When we feel powerless, we may collapse in our postures, gestures, walking, even our speech, says Cuddy. And, yes, Cuddy asserts, men use much more expansive body language than do women. “Men display generally more non-verbal dominance and expansiveness, talk more, and interrupt more than women do. Women show generally more submissive, contractive, non-verbal behavior, talk less (yes, the stereotype that women are more talkative than men is just plain wrong), interrupt less often, and are interrupted more often.”

Unfortunately, women globally are still subjected to less social power than men and it shows behaviorally.

Note that the subordination of women is not evident among children in their early years. At first, little boys and little girls are equally likely to elicit expansive postures—throwing their arms in the air, standing with shoulders back, feet planted apart.
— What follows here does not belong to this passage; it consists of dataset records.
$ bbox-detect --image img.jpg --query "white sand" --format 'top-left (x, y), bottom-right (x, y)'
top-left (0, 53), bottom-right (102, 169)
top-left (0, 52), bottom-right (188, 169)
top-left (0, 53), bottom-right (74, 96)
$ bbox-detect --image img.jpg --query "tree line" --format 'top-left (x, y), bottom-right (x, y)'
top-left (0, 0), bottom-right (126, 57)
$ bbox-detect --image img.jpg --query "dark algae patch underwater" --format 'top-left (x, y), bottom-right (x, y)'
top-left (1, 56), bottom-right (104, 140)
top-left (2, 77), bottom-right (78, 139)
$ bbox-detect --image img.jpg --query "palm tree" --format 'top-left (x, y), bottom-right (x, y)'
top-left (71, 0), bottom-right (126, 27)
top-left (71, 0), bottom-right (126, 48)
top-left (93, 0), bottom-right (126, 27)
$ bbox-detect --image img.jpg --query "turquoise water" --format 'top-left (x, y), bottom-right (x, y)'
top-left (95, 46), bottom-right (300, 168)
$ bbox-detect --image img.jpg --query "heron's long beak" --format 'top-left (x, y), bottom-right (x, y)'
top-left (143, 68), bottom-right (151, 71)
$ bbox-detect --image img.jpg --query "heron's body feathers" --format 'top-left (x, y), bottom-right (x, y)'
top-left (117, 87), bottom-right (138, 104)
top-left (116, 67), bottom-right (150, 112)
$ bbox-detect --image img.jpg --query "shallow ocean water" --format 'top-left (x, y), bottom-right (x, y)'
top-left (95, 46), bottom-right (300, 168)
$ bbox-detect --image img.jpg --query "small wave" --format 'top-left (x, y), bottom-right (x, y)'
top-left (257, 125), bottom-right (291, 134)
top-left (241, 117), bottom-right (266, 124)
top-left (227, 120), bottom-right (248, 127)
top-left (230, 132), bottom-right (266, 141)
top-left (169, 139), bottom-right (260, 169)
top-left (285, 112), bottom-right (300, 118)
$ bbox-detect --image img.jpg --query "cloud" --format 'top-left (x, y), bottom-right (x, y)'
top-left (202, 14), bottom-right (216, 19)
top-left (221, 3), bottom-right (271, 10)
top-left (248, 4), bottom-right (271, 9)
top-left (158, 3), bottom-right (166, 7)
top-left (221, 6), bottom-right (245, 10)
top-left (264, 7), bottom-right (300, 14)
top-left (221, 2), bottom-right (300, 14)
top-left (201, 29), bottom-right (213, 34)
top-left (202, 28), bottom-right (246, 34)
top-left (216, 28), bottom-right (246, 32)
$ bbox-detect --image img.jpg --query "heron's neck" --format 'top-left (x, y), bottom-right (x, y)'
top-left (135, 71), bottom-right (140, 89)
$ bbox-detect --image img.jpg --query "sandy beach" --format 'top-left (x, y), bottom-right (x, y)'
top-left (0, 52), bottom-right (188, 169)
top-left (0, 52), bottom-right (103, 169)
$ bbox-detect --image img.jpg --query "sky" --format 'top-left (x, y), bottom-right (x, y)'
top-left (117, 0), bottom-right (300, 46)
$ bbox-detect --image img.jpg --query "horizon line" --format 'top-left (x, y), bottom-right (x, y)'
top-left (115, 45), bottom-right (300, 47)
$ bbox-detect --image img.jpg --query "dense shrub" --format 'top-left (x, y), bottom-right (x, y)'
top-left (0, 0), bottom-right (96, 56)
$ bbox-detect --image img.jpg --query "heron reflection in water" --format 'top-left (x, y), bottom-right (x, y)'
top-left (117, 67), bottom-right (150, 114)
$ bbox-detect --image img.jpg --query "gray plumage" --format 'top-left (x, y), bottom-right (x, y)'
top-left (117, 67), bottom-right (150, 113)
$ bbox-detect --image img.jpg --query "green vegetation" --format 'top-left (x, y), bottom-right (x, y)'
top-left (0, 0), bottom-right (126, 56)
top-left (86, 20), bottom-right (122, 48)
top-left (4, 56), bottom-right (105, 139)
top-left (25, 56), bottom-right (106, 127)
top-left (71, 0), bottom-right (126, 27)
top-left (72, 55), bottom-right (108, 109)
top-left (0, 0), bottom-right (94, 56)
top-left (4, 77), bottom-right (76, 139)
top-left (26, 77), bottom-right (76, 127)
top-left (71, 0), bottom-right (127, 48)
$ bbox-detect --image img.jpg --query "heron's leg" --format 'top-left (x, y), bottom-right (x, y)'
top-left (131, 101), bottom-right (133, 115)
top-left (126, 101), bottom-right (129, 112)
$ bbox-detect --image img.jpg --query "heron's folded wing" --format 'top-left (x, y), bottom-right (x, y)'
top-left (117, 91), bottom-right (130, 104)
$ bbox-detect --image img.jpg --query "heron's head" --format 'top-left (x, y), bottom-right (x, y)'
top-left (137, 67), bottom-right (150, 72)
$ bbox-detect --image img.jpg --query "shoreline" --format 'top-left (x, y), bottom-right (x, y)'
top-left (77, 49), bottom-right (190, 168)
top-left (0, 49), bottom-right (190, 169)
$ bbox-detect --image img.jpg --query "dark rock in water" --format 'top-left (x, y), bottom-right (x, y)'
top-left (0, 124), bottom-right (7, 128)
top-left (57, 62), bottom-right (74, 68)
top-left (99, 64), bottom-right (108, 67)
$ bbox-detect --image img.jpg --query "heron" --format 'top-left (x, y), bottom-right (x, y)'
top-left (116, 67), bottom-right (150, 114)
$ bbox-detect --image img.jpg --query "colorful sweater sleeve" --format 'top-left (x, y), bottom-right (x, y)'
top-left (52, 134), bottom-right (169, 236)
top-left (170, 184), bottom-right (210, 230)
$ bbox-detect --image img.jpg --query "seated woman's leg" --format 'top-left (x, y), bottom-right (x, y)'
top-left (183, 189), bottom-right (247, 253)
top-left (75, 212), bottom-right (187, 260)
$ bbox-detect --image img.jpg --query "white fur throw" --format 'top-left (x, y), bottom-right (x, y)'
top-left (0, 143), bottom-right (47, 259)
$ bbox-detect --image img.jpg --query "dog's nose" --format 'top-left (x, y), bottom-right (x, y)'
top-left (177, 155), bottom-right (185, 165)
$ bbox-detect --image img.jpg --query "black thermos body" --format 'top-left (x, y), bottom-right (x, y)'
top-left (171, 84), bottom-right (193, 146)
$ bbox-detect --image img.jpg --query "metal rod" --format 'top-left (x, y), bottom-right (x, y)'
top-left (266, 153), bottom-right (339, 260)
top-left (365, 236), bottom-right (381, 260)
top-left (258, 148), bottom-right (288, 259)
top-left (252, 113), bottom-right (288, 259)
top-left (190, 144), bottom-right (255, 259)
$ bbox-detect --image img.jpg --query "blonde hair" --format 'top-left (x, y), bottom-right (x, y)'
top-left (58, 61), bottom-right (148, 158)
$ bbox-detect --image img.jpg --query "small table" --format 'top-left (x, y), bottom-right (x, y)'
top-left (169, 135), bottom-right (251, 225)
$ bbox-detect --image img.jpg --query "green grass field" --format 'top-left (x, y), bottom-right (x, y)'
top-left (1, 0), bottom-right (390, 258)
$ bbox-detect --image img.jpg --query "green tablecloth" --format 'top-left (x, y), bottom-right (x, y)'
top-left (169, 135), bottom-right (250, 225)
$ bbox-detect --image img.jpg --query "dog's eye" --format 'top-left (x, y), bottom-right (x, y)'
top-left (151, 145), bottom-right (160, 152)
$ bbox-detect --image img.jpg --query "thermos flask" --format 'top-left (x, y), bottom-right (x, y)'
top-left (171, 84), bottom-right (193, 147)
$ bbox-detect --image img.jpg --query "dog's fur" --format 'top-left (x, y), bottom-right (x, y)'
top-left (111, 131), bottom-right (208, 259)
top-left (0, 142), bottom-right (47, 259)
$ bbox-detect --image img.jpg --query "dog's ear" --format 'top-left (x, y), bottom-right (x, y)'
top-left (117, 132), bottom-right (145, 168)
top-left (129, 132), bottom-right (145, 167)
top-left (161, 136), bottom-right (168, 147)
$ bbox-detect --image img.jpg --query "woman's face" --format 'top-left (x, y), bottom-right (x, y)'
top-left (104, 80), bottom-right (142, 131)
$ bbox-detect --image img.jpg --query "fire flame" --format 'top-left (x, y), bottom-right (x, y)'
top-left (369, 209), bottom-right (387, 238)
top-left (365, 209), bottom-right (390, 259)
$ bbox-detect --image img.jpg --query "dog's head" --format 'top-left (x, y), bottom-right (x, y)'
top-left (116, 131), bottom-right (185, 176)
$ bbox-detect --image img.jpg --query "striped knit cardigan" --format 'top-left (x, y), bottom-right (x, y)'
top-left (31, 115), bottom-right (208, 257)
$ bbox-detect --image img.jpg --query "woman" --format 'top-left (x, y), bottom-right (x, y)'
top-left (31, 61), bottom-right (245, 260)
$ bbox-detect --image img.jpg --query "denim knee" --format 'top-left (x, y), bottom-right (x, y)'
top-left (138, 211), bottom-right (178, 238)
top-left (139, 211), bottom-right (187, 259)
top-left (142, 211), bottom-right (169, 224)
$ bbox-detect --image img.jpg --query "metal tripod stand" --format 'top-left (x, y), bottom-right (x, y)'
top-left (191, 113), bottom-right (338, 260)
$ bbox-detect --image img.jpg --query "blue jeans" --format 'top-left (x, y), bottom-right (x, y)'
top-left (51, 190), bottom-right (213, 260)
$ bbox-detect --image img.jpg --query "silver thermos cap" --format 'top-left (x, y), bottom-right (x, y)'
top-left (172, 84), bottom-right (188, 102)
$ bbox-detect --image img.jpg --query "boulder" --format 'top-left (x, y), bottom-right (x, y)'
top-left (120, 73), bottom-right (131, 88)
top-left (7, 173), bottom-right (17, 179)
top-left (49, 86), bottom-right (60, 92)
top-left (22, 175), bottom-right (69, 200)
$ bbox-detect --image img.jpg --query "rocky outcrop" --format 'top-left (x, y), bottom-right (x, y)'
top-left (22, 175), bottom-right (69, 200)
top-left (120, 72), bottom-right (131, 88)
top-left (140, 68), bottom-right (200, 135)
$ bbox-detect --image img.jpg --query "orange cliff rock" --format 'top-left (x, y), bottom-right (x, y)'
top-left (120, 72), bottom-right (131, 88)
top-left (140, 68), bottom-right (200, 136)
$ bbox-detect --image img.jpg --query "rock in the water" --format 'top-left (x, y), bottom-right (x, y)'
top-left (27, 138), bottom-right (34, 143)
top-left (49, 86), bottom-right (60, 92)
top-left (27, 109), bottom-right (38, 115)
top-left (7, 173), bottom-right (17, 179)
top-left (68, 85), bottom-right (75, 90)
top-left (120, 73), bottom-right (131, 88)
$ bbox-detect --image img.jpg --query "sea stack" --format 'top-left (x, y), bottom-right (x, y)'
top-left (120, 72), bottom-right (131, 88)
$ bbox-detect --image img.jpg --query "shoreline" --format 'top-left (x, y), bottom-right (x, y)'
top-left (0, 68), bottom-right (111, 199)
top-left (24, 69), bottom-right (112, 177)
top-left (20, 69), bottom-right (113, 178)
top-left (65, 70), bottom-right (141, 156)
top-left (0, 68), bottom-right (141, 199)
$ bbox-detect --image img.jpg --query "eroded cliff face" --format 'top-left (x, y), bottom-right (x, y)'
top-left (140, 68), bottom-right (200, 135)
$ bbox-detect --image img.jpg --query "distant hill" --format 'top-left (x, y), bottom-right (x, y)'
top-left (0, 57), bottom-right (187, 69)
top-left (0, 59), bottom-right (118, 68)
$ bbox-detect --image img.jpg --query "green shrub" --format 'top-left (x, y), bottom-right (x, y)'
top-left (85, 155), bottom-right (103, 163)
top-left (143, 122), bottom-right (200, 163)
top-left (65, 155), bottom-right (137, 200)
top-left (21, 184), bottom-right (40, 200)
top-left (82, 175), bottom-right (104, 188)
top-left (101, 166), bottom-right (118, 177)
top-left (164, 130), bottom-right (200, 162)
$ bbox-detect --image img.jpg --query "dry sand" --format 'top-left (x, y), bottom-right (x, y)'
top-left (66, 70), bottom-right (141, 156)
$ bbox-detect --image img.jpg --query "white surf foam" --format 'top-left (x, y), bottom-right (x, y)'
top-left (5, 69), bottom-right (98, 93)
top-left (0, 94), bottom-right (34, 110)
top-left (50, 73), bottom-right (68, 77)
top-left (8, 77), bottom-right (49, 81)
However, eventually, “as boys continue to expand … girls begin to collapse.” Cuddy issues a call to all of us to intervene when we see our daughters, sisters, female friends start to collapse in on themselves.

But both men and women can benefit from power poses that have been extensively researched. It was found that simple expansive body postures held for a couple minutes had better results than being assigned a powerful role.

Or, in the words of Maya Angelou, “Stand up straight and realize who you are, that you tower over your circumstances.”

Cuddy’s book can help us do just that: to integrate presence with our personal power that frees us to connect to and care for others and thus live a more expansive life.